Pese a que hoy los veamos pálidos y de color tierra, los templos egipcios eran al terminar de construirse verdaderas maravillas multicolores donde los relieves destacaban llenos de colores brillantes sobre un fondo blanco. Debemos imaginarlos tan irresistiblemente coloridos como las más bellas tumbas.
Hoy sólo se conservan restos de esa preciosa policromía en algunos de ellos, como el de Ramsés III en Medinet Habu. Hasta principios del siglo pasado, eran esos colores los que llevaban a los viajeros hasta Asuán para ver la decoración perfectamente conservada del templo de Isis en la isla de File... Por desgracia, el afán de controlar la crecida por parte de las autoridades británicas terminó sumergiendo el templo varios meses al año y el agua se encargó de disolver lentamente los colores. Y es que la paleta egipcia, además de ser limitada, estaba compuesta por colores y aglutinantes naturales, a los cuales el seco clima del valle del Nilo vuelve casi imperecederos; pero que se ven atacados con facilidad por el agua y la humedad.

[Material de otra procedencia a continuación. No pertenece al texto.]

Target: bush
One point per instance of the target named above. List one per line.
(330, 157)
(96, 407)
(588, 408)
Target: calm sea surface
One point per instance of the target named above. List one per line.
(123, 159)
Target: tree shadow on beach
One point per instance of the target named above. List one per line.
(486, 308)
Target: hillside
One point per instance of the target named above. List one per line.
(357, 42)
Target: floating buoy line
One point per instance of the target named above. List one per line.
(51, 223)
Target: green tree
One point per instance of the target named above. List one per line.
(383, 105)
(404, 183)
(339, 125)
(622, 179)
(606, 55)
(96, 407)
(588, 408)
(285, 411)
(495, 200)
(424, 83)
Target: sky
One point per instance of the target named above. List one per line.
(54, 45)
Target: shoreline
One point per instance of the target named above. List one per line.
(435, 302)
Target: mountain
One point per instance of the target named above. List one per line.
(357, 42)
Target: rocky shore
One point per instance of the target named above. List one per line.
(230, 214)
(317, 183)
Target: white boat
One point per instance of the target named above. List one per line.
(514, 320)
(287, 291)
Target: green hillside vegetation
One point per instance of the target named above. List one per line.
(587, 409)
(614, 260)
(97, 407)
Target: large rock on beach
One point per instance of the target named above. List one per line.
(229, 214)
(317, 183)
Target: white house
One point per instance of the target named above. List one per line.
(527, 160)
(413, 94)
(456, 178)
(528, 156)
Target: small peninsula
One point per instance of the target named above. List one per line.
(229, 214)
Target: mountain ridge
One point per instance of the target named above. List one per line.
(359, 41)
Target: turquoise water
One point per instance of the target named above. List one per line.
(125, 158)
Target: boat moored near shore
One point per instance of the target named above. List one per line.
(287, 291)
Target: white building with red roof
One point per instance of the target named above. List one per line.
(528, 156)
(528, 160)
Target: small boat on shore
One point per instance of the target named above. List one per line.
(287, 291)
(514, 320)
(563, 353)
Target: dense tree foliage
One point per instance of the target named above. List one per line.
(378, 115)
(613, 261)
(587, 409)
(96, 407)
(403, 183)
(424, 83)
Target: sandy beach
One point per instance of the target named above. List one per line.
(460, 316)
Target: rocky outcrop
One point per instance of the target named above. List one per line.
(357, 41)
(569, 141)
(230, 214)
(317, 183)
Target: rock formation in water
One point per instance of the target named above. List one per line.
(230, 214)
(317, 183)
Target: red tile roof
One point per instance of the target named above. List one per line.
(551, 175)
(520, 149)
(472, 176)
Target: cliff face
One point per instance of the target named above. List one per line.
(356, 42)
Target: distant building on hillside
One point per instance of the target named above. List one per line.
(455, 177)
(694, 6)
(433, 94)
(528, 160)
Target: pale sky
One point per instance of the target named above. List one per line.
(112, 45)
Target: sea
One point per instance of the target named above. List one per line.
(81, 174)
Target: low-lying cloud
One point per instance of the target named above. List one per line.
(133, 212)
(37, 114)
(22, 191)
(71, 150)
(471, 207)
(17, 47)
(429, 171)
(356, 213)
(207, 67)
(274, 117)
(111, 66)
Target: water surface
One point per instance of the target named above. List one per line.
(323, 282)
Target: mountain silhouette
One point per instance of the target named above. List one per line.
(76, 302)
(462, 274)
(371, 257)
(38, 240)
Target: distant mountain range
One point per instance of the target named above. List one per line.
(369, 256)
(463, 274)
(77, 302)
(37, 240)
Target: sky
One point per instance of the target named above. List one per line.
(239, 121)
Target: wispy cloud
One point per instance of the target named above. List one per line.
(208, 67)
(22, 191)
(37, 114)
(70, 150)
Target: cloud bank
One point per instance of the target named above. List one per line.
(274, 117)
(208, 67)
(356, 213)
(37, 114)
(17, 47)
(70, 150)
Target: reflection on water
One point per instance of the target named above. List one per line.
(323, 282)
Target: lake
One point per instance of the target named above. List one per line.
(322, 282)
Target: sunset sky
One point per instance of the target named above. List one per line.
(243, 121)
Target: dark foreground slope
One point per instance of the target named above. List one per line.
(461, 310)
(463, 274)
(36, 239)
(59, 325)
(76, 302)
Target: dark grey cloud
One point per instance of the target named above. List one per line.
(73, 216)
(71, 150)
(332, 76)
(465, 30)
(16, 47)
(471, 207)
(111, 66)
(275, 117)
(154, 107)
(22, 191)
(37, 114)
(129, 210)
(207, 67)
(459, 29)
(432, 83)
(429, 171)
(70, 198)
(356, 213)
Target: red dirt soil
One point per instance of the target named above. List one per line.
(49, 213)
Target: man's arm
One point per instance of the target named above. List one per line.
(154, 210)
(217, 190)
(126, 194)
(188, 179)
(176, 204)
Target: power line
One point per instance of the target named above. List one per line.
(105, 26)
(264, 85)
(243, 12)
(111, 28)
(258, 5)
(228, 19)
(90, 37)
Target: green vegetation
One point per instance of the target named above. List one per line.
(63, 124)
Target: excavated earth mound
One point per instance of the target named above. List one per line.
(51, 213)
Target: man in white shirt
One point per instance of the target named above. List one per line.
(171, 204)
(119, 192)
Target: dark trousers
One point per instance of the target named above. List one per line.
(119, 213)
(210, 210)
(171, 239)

El número de colores era limitado, pues a los artistas egipcios les gustaba aplicarlos planos, sin sombras ni volúmenes, que conseguían con los juegos de luces sobre la superficie talladas de las figuras. Las imágenes que tanto nos seducen están todas pintadas con estos pocos tonos: el blanco, el negro, el azul, el verde, el rojo y el amarillo, los cuales se mezclaban entre sí para conseguir algunos más como el marrón o el rosa. El blanco no era sino yeso obtenido de la caliza; el negro se conseguía del carbón; el amarillo era ocre y después fue oropimente; el rojo, por su parte, se obtenía del óxido de hierro. El azul se conseguía machacando una pasta vítrea artificial de ese color (lo que se llama una frita) obtenida mezclando cuarzo, malaquita, carbonato cálcico y natrón; mientras que el verde se obtenía de la malaquita en polvo o de una frita de color verde de composición similar a la del color azul. Con excepción del oropimente, que se ha sugerido llegaba desde la zona del actual Irán, se trata de materiales abundantes en el valle del Nilo, que se aglutinaban con clara de huevo, goma arábiga obtenida de la acacia o cola procedente de la cocción de partes de animales como las pezuñas ricas en gelatina. Estas sustancias pegajosas los adherían a la superficie pintada y les daban un tono brillante.
La mayoría de estos colores se utilizaban de un modo que llamaríamos «normal», es decir, que si había que pintar el follaje de una marismas predominaban los verdes y si se trataba de mostrar el calor del fuego se usaba el color rojo, utilizado siempre para representar la sangre, igual que el marrón para la madera. No obstante, también encontramos algunas particularidades en la simbología de la policromía faraónica. Por ejemplo, si nosotros vemos un cuerpo humano pintado de verde o negro pensaremos que se trata de un cadáver que se está descomponiendo o está putrefacto del todo; pero no así los egipcios, para quienes el color negro, es en este caso, una imagen de la tierra húmeda con la vivificante agua de la crecida; mientras que el verde lo es de ese agua repleta de restos vegetales en suspensión que llega desde el Sudán y hace revivir a todo Egipto. Por eso Osiris, el rey de los muertos, aparece siempre con el rostro pintado de verde o negro, no porque se esté descomponiendo, sino por todo lo contrario, porque es la imagen del renacimiento.